Speaking at the Financial Times and the Emerging Markets Private Equity Association’s Private Equity in Africa Summit in London on Wednesday, many guest speakers were optimistic about investing in countries outside of the continent’s more developed markets such as South Africa.
Countries mentioned included Sierra Leone, the Democratic Republic of the Congo and Ethiopia, three of the world’s fastest-growing economies, according to the World Bank. All three countries are also among the world’s poorest, according to the United Nations, while Sierra Leone and DRC have both been gripped by an outbreak of the Ebola virus that is being described as the worst on record.
Scott Mackin, managing partner and head of the power team at Denham Capital, a US-based private equity firm focused on the energy sector, spoke positively about the energy industry in Sierra Leone, despite an outbreak of Ebola in May.
In July last year Denham formed Endeavour Energy, an Africa-focused power development and generation company that is in the process of building a $700 million hydroelectric power project in Sierra Leone.
Mackin said: “[Sierra Leone has] a new energy minister who’s very business-like, very crisp and sets schedules and makes people stick to them.

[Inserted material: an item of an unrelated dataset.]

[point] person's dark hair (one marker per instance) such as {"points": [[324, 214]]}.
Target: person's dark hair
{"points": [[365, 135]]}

The president wants to get a lot done and they’re enabling themselves to be very commercial […] and they’ve got goals to accomplish.”
Souleymane Ba, a principal at Helios Investment Partners, an Africa-focused private equity firm set up by two former dealmakers from buyout giant TPG Capital, referred to DRC, another country that has suffered a recent outbreak of the virus, as a country that should be looked at seriously by private equity investors.
In 2009 Helios was one of a group of investors, including hedge fund billionaireGeorge Soros, which committed $350 million to Helios Towers Africa, a sub-Saharan African telecommunications towers company that has since acquired tower assets in DRC, Ghana and Tanzania.
Ba said: “We operate in 35 countries, including DRC, and I think if you have a platform [that operates in more than] a single country you can manage some of the risk and have interesting upsides.”
Private equity firms including global buyout giants such as Carlyle Group and Kohlberg Kravis Roberts have flocked to Africa in recent years in search of higher returns outside of stagnant Western economies, driven by a growing population, a burgeoning middle class and improved governance and economic policies, according to industry figures.
Popular countries for investment outside of South Africa, the continent’s most developed market, include Nigeria and Kenya, although increasing competition is making it difficult for some private equity firms, particularly the larger fund managers, to find companies to buy.
Diana Noble, chief executive of emerging markets-focused investor CDC Group, said that there are 3,186 companies on the continent that have revenue of above $50 million, 1,326 of which are in South Africa and 99 of which are in Nigeria. In sub-Saharan Africa, outside of North Africa and South Africa, there are 1,014 such companies across 46 countries, or 22 per country.
“That’s an incredibly shallow pool,” Noble said.
The increase in competition and desire for higher returns has led many firms to pursue deals in less developed countries, many of which are experiencing rapid economic growth. Sierra Leone’s gross domestic product grew by 15.2% last year, according to estimates by the World Bank.
However, in a report on the potential economic effect of Ebola released last week, the development organisation warned that the virus could cause up to $33 billion in losses for West Africa’s economy.
The virus had killed more than 3,400 people by early October, according to estimates by the World Health Organization.
CDC’s Noble said: “This is a humanitarian tragedy, and from an economic viewpoint it absolutely does affect perception of Africa.
“We’re seeing a number of transactions where international people are not wanting to go and do due diligence or not wanting to work on the power plants. So absolutely there is an effect and we all know it’s going to get worse before it gets better.”